4 Implementation
Julia is a relatively new language, it first appeared in 2012, and its version 1.0 was released in 2018. The language was built to be fast, general-purpose, dynamic, and highly technical [3].
Julia respresents a great alternative for scientific computing and visualization to replace C/C++, Fortran, Python, Matlab, and R. It is designed to have the speed of C and Fortran, with the ease of use of Python, Matlab, and R. All while maintaining a great syntax for general purpose programming.
Julia is a serious contender as a scientific programming language. However, the Julia community is still considerabely smaller than other scientific programming languages. For instance, in the 2021 Stack Overflow Developer Survey, 1.29% responded they wanted to work in Julia over the next year against 48.24% in Python and 4.66% in Matlab [1]. As a result, Julia has less stable scientific libraries than other languages.
4.1 The WCA1.jl
library
The model was first implemented by Dario Prandi,
allowing to present a series of experiments on simple synthetic sounds.

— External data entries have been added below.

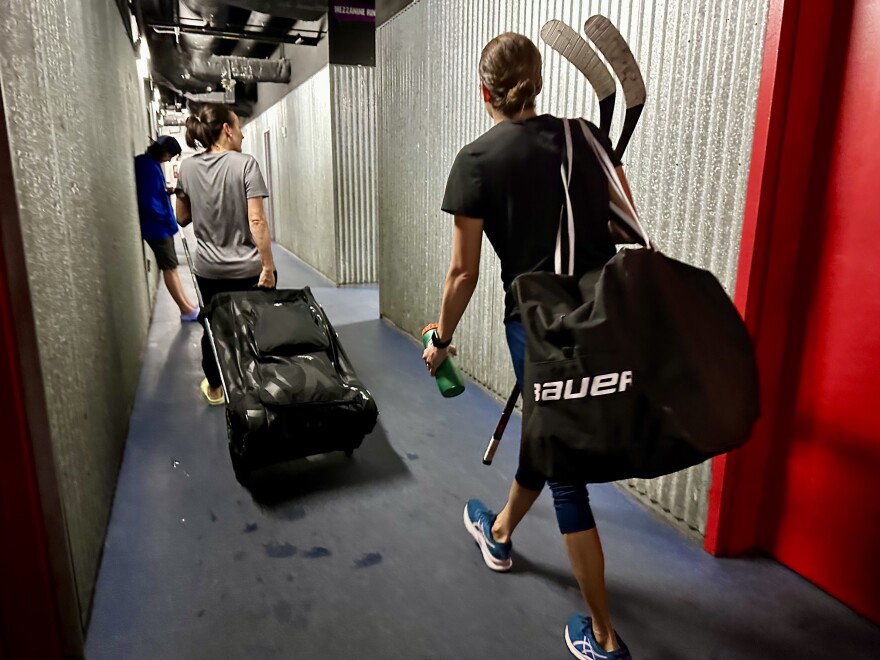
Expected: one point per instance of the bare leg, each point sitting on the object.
(588, 563)
(519, 501)
(175, 288)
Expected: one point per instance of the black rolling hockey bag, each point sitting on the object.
(291, 390)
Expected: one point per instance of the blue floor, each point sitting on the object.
(368, 558)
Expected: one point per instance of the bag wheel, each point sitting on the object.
(240, 467)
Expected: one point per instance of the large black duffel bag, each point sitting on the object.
(292, 391)
(637, 369)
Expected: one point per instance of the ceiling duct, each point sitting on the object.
(243, 69)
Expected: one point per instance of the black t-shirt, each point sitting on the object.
(509, 177)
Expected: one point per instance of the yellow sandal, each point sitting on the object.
(211, 402)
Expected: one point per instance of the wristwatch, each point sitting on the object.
(435, 339)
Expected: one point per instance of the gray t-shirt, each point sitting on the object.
(218, 186)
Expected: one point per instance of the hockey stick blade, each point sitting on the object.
(568, 43)
(613, 46)
(502, 424)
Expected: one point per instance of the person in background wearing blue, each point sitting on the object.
(158, 224)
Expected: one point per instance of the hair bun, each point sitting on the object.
(520, 94)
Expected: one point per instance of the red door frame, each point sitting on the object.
(799, 36)
(39, 612)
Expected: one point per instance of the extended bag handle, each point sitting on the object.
(619, 202)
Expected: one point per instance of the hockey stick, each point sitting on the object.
(568, 43)
(502, 424)
(613, 46)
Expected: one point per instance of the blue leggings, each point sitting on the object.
(571, 501)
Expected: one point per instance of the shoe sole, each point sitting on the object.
(571, 647)
(496, 565)
(578, 654)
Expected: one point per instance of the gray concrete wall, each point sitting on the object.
(76, 118)
(304, 201)
(322, 138)
(688, 162)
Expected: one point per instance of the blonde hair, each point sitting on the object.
(510, 68)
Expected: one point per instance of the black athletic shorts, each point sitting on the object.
(166, 254)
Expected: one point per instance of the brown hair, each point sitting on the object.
(510, 68)
(207, 126)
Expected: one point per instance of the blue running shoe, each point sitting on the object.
(583, 645)
(478, 519)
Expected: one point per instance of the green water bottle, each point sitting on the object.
(448, 376)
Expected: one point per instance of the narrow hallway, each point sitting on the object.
(367, 557)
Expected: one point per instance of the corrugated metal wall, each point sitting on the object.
(71, 87)
(688, 162)
(354, 150)
(300, 129)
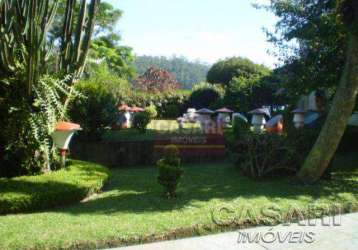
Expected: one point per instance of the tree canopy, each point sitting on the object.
(225, 70)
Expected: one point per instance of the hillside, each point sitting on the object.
(186, 72)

The code and the experiments are available at
https://github.com/dprn/WCA1
.
The work I carried on during the internship was built on top of the original code,
my contributions are available at
https://github.com/rand-asswad/WCA1
,
which is forked from the original repository.
Indeed, rewriting the code was necessary in order to experiment on real sound signals as they are considerabely larger, otherwise the code would run for a long time and in some cases errors would arise. Moreover, an official scientific package should be well-written and well-documented, and should also try to respect Julia’s code style and recommendations.
4.1.1 The STFT module
Reimplementing the STFT module was necessary in order to carry out
experiments on real sound signals, the preexisting code was not well
adapted for such signals.
Furthermore, an inverse STFT implementation is missing from the Julia
standard libraries such as FFTW.jl
and DSP.jl
.
Hence, I researched efficient algorithms for implementing the inverse STFT
and landed on the Griffin-Lim algorithm [14].

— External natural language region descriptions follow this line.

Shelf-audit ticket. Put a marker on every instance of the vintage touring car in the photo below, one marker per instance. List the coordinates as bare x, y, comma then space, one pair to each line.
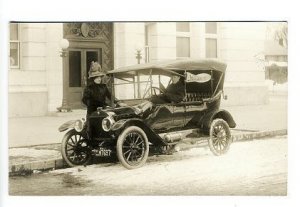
130, 133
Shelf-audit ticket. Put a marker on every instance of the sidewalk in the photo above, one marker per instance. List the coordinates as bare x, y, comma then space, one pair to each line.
34, 142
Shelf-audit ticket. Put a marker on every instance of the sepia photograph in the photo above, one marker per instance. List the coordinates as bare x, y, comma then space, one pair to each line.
141, 108
169, 111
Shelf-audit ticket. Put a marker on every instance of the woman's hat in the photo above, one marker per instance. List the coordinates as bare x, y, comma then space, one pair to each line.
95, 70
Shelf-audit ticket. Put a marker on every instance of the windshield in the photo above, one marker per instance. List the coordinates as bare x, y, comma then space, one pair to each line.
138, 87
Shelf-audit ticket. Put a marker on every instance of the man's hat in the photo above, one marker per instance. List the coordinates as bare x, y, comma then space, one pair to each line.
95, 70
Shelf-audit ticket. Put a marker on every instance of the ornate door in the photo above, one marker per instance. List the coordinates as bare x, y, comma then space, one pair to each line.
88, 42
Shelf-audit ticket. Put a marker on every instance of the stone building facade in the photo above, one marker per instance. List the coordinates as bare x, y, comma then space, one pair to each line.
36, 78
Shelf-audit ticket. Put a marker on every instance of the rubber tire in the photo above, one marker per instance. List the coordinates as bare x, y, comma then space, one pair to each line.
63, 149
210, 140
120, 142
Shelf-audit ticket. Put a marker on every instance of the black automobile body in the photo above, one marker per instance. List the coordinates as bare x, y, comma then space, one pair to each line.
130, 133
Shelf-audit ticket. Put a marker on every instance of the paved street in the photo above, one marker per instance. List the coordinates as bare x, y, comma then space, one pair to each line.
256, 167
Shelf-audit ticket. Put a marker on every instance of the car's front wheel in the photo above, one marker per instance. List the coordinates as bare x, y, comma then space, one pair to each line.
74, 149
132, 147
219, 137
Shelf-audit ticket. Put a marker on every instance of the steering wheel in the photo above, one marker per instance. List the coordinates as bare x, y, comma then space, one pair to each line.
154, 89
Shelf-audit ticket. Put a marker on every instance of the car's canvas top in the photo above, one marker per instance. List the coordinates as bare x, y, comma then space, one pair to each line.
170, 66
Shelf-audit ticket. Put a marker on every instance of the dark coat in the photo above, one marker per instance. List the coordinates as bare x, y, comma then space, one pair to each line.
94, 96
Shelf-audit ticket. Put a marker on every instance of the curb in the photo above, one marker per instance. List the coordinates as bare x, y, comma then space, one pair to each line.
37, 166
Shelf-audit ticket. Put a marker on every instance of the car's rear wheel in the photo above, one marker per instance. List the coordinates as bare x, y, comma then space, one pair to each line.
132, 147
219, 137
74, 149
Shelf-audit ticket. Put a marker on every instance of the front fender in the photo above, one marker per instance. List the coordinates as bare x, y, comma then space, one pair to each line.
153, 137
67, 125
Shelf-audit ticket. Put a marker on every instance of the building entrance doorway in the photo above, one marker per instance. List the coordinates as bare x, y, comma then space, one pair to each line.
89, 41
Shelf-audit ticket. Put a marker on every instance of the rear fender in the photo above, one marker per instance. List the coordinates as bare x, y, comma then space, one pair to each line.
67, 125
154, 138
206, 121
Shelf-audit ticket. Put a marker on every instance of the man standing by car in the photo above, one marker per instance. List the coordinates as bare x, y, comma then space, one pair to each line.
96, 91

4.1.2 Optimizing the lift module
The sound chirpiness is computed by calculating gradient of the spectrum matrix \(\nabla\left\lvert S\right\rvert\), which gives the chirpiness with respect to each time-frequency pair
\[\begin{equation} \nu(\tau,\omega) = \begin{cases} -\frac{\partial_\tau\left\lvert S\right\rvert(\tau,\omega)}{\partial_\omega\left\lvert S\right\rvert(\tau,\omega)} & \text{if}~\left\lvert\partial_\omega\left\lvert S\right\rvert(\tau,\omega)\right\rvert>\varepsilon\\ 0 & \text{otherwise} \end{cases} \end{equation}\]
where \(\varepsilon\) is a small threshold.

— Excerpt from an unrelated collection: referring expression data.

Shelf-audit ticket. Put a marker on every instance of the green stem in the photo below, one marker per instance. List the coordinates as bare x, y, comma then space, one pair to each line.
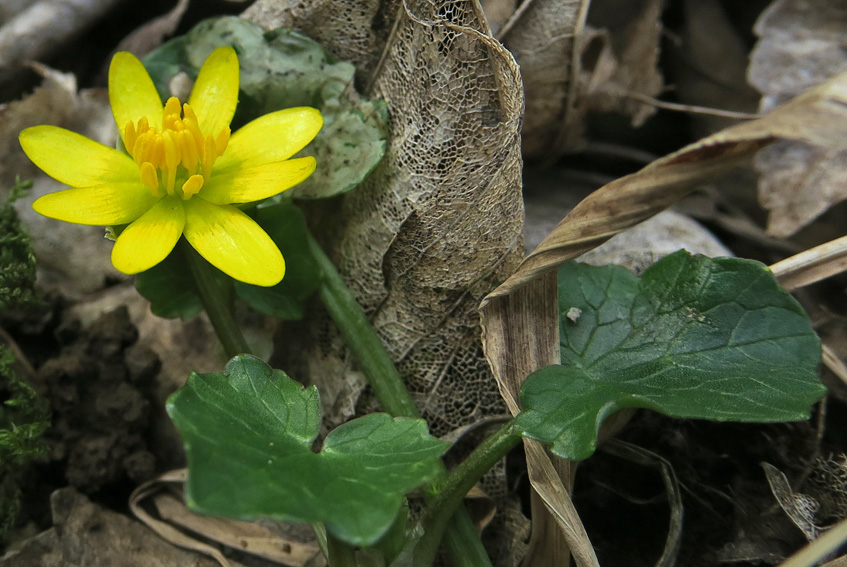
215, 303
341, 554
362, 339
464, 544
444, 502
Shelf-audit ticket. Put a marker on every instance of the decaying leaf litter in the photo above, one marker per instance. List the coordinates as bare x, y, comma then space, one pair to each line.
437, 226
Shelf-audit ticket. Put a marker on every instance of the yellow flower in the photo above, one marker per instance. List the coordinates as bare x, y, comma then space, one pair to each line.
182, 174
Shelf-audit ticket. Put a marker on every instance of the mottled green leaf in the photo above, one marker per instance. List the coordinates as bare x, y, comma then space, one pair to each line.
248, 434
282, 69
694, 337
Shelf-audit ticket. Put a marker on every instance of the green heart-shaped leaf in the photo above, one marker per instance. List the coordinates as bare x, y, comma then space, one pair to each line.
694, 337
248, 434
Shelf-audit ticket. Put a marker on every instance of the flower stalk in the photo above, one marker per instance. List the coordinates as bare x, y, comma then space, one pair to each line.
216, 303
462, 541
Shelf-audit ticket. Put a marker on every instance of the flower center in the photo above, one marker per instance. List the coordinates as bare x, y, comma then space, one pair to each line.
176, 160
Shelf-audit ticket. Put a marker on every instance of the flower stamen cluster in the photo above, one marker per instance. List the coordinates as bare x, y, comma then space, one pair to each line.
182, 175
176, 156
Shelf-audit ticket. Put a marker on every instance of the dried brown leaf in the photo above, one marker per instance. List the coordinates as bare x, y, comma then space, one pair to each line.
545, 36
151, 34
568, 68
812, 265
711, 65
801, 45
437, 224
633, 31
816, 117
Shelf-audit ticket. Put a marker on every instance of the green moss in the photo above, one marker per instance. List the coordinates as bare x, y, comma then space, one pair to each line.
24, 416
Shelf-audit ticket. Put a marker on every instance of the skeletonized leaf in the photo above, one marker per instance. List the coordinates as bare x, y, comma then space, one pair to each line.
520, 330
248, 433
800, 45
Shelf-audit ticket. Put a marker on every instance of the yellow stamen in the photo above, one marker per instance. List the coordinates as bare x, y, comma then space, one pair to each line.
129, 136
149, 178
190, 155
222, 140
171, 159
170, 114
209, 155
178, 154
192, 186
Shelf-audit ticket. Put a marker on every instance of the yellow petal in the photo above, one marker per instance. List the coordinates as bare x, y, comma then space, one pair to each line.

Afterwards, the chirpiness values are compared to a Cauchy distribution, allowing to establish a confidence interval \(I_p\) (we take \(p=0.95\)), in order to cut the tails that extend over the entire real line.
The chirpiness values \(\nu\in I_p=[\nu_{\min},\nu_{\max}]\) are then discretized as the following: Let \((\nu_n)_{1\leq n\leq N}\) such that \(\nu_{\min}=\nu_1<\cdots<\nu_N=\nu_{\max}\). Each value \(\nu\) is rounded to the nearest \(\nu_n\).
\[\begin{equation} n(\nu) = \left\lfloor\frac{\nu - \nu_{\min}}{\nu_{\max}- \nu_{\min}}(N-1) + 1\right\rceil,\quad\forall\nu\in I_p \end{equation}\] where \(\left\lfloor\cdot\right\rceil:\mathbb{R}\rightarrow\mathbb{Z}\) is the rounding function to the nearest integer.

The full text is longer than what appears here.